Cells go through a repeating cycle of events in growth regions such as plant root tips and animal embryos. Outline this cell cycle.

Draw a labelled diagram of the formation of a chiasma by crossing over.

Explain the control of gene expression in eukaryotes.

a. mitosis is the division of a nucleus to produce two genetically identical daughter nuclei 

b. consists of four phases: prophase, metaphase, anaphase, telophase 

c. cytokinesis occurs after mitosis 

d. interphase is the metabolically active phase between cell divisions  OWTTE

e. the interphase consists of the S phase, G1 and G2 

f.

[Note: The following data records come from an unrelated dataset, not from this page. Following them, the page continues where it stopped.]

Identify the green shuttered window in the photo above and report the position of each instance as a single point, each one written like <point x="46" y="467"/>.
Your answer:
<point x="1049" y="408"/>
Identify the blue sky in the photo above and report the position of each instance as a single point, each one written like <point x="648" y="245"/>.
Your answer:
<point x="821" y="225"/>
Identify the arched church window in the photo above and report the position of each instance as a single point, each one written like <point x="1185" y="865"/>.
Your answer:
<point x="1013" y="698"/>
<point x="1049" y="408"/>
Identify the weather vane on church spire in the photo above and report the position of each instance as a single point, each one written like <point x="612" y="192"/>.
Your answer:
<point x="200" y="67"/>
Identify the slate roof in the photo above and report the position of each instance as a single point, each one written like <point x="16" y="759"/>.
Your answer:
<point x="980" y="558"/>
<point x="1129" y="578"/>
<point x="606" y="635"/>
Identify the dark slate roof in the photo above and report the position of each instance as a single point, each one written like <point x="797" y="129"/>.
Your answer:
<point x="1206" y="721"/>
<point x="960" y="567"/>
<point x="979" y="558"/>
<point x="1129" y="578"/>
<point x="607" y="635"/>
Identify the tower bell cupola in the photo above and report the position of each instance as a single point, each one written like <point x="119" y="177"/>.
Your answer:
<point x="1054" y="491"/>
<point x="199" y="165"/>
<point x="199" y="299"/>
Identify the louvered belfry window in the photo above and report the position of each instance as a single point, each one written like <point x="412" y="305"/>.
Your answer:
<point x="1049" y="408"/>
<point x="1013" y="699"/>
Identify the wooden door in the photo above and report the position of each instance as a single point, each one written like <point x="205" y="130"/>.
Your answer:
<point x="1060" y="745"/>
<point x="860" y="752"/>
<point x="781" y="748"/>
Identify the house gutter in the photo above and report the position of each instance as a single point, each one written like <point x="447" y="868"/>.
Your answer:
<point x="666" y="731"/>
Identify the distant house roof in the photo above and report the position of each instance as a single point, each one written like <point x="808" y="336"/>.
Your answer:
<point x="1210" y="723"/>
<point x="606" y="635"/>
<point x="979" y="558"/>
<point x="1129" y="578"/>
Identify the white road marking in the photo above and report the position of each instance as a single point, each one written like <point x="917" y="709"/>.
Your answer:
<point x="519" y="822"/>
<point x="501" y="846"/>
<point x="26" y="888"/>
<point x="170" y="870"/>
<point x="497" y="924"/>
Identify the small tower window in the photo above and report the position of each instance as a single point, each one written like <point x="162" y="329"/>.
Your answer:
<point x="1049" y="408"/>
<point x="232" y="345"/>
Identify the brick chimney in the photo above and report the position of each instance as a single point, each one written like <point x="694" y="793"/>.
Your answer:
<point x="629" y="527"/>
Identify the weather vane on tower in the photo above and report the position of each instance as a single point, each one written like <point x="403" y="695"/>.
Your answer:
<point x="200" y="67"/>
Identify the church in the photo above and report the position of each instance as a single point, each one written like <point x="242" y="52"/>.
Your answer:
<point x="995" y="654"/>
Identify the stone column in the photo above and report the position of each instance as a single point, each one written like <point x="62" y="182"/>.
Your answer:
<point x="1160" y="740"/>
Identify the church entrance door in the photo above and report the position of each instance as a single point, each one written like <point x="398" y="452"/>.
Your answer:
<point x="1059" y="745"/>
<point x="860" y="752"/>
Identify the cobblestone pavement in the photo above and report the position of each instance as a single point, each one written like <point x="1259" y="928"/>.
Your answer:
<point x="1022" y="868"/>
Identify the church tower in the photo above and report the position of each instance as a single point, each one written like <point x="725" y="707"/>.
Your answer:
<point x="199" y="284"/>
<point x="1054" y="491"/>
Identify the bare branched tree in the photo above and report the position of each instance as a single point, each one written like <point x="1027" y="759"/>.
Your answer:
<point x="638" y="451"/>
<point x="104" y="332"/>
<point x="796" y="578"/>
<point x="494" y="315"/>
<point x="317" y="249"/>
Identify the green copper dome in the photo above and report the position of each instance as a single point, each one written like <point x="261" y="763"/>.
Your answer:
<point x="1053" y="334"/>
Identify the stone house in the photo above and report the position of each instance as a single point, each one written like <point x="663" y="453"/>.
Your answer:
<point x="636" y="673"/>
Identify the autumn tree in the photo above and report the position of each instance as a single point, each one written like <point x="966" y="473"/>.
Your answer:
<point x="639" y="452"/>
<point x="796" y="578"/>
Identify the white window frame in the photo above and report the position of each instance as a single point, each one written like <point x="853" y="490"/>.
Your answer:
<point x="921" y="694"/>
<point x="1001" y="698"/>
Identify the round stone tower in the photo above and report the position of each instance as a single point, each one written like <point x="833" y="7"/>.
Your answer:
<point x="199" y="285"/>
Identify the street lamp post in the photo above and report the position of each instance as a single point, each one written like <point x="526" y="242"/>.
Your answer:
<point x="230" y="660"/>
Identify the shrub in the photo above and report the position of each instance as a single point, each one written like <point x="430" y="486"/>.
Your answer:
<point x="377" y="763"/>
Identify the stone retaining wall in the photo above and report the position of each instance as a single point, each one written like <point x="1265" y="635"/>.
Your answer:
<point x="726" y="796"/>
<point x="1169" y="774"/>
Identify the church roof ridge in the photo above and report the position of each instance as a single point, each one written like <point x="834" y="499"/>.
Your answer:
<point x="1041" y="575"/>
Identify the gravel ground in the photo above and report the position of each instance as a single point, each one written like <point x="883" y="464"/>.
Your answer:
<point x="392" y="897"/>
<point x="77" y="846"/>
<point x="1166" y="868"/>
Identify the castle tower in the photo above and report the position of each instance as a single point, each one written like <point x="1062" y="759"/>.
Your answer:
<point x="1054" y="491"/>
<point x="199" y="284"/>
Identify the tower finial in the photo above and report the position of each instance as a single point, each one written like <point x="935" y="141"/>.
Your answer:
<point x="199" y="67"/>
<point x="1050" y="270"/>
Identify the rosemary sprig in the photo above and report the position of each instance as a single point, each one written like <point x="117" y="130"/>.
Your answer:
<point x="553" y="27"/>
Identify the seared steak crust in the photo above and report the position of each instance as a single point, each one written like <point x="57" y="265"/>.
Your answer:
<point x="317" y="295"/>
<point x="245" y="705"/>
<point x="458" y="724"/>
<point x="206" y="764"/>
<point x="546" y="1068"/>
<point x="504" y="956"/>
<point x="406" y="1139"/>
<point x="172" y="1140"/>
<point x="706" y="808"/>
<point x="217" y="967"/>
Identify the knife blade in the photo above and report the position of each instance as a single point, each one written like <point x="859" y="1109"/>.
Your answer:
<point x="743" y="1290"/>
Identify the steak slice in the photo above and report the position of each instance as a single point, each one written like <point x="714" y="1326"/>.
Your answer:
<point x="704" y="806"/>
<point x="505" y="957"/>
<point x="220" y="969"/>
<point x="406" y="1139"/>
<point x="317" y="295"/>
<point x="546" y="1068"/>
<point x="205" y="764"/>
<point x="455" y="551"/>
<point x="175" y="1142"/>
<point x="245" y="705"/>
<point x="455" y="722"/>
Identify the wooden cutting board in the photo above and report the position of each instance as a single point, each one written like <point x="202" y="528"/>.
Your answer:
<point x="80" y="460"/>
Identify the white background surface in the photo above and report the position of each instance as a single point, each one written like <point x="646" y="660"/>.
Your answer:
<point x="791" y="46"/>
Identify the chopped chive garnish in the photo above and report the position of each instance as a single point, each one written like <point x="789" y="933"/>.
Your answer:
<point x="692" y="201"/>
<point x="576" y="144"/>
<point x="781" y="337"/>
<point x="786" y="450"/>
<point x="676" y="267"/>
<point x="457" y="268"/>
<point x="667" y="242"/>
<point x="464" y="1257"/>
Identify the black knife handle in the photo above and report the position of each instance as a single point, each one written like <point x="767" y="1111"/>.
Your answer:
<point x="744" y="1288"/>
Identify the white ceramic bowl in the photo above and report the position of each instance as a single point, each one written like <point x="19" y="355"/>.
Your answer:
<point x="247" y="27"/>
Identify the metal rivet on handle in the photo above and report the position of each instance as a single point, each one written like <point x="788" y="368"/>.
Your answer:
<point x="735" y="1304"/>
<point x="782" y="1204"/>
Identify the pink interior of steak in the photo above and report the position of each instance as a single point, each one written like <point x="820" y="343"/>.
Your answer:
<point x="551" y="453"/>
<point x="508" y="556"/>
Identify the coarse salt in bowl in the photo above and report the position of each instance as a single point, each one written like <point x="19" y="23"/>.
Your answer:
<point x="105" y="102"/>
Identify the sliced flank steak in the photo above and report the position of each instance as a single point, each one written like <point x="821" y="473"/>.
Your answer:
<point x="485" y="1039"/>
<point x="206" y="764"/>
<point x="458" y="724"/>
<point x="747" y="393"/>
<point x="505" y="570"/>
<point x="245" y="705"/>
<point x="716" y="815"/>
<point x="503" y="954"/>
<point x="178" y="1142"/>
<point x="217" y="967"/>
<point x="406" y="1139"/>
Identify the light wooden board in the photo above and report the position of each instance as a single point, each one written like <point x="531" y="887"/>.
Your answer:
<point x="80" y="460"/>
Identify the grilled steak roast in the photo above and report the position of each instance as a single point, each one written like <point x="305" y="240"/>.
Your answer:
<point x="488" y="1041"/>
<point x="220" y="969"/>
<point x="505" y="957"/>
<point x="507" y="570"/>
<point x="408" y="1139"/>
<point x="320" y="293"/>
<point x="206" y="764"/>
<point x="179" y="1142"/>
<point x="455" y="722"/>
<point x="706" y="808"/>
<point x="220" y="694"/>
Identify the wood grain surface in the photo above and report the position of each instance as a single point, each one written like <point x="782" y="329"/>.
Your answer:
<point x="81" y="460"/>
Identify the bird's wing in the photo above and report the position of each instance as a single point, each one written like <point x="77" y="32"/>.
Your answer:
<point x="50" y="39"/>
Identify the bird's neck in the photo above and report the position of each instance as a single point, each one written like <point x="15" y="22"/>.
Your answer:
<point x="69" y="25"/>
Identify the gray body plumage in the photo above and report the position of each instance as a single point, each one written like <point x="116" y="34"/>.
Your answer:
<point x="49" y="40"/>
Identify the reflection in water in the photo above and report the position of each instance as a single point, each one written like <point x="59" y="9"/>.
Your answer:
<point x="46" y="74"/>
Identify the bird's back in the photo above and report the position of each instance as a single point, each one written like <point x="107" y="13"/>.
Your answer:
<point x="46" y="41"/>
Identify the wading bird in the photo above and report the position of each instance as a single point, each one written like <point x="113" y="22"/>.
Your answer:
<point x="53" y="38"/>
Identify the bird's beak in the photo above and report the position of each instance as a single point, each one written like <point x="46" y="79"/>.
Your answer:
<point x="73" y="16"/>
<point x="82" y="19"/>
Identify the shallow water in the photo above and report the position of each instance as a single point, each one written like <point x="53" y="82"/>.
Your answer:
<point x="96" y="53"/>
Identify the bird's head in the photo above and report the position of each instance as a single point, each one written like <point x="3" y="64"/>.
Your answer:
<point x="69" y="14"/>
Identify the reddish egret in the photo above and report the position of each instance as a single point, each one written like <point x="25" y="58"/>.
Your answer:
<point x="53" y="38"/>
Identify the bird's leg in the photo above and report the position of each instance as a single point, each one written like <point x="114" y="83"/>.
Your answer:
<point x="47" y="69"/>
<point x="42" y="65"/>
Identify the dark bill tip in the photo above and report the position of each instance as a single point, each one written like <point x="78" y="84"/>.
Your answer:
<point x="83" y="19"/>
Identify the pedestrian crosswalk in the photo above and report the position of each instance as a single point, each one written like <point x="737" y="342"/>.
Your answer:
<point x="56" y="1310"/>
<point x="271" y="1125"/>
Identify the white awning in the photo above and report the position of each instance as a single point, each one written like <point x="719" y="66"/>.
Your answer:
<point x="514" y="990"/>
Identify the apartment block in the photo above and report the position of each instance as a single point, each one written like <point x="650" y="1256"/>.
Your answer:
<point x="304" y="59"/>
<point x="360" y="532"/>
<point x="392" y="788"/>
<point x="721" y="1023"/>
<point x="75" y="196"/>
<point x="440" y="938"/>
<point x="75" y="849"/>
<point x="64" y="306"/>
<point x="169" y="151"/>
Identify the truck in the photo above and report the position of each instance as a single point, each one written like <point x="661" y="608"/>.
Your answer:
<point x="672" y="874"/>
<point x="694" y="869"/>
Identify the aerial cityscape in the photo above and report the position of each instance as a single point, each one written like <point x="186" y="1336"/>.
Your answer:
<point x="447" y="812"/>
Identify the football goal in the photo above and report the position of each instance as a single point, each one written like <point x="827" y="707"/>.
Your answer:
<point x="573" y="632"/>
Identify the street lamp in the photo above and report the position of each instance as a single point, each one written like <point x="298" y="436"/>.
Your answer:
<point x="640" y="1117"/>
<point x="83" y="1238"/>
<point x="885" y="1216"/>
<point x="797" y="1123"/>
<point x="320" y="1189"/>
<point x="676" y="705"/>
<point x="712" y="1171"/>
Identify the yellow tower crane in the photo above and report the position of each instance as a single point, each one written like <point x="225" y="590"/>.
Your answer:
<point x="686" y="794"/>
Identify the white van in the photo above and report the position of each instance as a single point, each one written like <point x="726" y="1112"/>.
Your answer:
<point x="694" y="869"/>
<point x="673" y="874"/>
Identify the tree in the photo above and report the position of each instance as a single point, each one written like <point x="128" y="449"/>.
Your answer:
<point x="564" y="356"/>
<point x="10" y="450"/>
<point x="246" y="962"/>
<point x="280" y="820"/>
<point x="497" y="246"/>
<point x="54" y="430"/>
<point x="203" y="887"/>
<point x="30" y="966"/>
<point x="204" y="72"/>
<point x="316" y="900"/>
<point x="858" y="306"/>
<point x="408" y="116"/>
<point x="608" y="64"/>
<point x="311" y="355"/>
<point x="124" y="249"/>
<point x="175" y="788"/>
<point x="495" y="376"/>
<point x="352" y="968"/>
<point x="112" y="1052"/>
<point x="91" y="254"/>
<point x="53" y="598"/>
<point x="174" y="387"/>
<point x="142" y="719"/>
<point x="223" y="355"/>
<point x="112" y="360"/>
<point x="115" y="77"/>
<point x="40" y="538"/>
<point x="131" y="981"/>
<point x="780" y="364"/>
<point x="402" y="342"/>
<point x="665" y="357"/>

DNA replicates in the S phase 

g. cell growth
OR
preparation for mitosis
OR
duplication of organelles in G1 and G2

a. «crossing over/chiasmata shown between» homologous chromosomes  

b. centromere drawn and labelled  

c. single strand break «SSB»/DNA cut between homologous chromosomes 

d. non-sister chromatids labelled
OR
sister chromatids labelled 

e. chiasma between homologous chromosomes labelled «shown forming after SSB»

Homologous chromosomes must be labelled and correctly drawn.

It is likely that more than one diagram will need to be included to demonstrate the stages.

a. mRNA conveys genetic information from DNA to the ribosomes «where it guides polypeptide production» 

b. gene expression requires the production of specific mRNA «through transcription» 

c. most genes are turned off/not being transcribed at any one time/regulated
OR
some genes are only expressed at certain times 

d. some genes are only expressed in certain cells/tissues
OR
«cell» differentiation involves changes in gene expression 

e. transcription factors/proteins can increase/decrease transcription 

f. hormones/chemical environment of cell can affect gene expression 

g. example of cell environment
eg: auxin/insulin/cytoplasmic gradient in embryo

h. transcription factors/proteins may prevent or enhance the binding of RNA polymerase 

i. nucleosomes limit access of transcription factors to DNA/regulate gene expression/transcription
OR
activate or silence genes 

j. DNA methylation/acetylation appears to control gene expression «as epigenetic factor»
OR
methylated genes are silenced 

k. «some» DNA methylation patterns are inherited 

l. introns may contain positive or negative gene regulators
OR
gene expression can be regulated by post-transcriptional modification/splicing/mRNA processing

Autosomal genes are located in chromosomes that are not sex chromosomes. The inheritance of autosomal genes is affected by whether the genes are linked or unlinked. Explain the two types of inheritance, using the example of parents that are heterozygous for two genes A and B.

Outline how sperm are produced from diploid cells in the testis and how this production can be sustained over many decades of adult life.

Testis cells are eukaryotic cells. Identify the structures seen under the electron microscope in testis cells that are not present in prokaryotic cells.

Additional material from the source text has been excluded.